Mafia: On the Design of Social Deduction Agents and AI-Native Games.

tl;dr

We introduce HOLY GRAIL, a role-adaptive social deduction reasoning agent that excels in the game of Mafia. HOLY GRAIL is built on Mafia Gemma 4 12B, a Gemma 4 12B variant fine-tuned on a wide range of Mafia and social deduction gaming datasets, and it is evaluated in full multi-day Mafia games where agents must lie, detect, coordinate, protect, investigate, and vote under partial information.

A live game session between a human player and HOLY GRAIL agents.
A live game session between a human player and HOLY GRAIL agents.

Summary

This work was directly inspired from watching the Mafia game below.

Mafia is a hidden-role social deduction game. In our standard setup, there are seven players: two Mafia, one Detective, one Doctor, and three Villagers. The Mafia know each other and choose a victim at night. The Detective privately investigates one player. The Doctor privately protects one player. During the day, everyone alive talks, accuses, defends, bluffs, claims, and votes. The town wins if all Mafia are eliminated. Mafia wins once they equal or outnumber Town.

The flow of the game of Mafia.
The flow of the game of Mafia.

In social deduction games, such as Mafia, players act under partial knowledge, and success comes from the players ability to infer hidden information (in this case intent), deception (or detection of),theory of mind reasoning, and collective coordination, skills of which humans have in abundance.
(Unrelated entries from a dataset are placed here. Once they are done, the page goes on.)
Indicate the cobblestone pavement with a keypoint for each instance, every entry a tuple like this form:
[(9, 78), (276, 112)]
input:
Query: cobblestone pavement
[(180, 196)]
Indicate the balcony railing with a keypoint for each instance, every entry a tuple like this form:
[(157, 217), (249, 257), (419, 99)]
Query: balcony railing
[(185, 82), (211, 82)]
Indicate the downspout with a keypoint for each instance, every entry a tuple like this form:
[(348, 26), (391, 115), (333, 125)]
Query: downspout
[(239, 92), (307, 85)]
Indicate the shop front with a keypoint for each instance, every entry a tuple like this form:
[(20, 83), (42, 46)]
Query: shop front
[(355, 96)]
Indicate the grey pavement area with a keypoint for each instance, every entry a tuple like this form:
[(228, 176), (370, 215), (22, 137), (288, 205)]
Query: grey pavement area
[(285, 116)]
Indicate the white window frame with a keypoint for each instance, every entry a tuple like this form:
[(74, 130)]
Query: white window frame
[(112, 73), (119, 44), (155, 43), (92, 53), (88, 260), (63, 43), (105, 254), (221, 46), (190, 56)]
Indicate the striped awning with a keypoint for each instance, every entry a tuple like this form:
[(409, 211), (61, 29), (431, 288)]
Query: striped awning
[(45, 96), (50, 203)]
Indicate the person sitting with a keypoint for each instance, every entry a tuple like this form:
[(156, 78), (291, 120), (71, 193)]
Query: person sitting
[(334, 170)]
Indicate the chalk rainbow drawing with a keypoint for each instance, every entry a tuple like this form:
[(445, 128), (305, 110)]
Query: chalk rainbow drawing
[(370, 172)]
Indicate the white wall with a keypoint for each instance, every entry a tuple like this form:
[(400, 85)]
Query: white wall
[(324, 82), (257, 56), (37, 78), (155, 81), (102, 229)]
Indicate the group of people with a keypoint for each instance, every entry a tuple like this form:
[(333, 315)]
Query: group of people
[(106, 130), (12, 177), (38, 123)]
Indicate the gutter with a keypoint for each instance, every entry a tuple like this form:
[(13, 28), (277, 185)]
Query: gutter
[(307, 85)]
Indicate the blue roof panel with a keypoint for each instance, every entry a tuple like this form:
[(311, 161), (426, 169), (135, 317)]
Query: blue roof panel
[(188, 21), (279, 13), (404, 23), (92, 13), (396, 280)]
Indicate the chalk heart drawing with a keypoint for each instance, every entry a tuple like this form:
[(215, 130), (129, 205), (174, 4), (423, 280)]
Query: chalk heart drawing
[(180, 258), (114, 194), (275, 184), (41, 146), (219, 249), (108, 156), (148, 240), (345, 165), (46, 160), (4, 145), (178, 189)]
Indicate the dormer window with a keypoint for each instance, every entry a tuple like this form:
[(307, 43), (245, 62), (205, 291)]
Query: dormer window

The complex multi-agent interaction in social deduction games provide a test bed for evaluating Social cognition capabilities of AI agents.

This work expands upon previous work on Social deduction agents, and extends to the development of AI-native games.

We define AI-native games as games where AI agents and models are both the load-bearing part of the experience in the game, and are actively used throughout the game development cycle: design, programming, prompting, testing, and iteration.

Background

This work builds on prior research in social deduction agents, multi-agent reasoning, and asynchronous agent communication. Earlier systems have shown that language models can participate in hidden-role games by forming beliefs about other players, producing persuasive dialogue, coordinating with allies, and updating strategies upon reception of new information. We use this prior work as the foundation for HOLY GRAIL, while extending the problem setting toward AI-native games: playable environments in which agents are not merely benchmark participants, but central components of the game experience, design process, and live interaction loop. We next summarize the prior systems and design ideas that shaped our approach, focusing on the agent architectures, communication patterns, and evaluation settings most relevant to Mafia.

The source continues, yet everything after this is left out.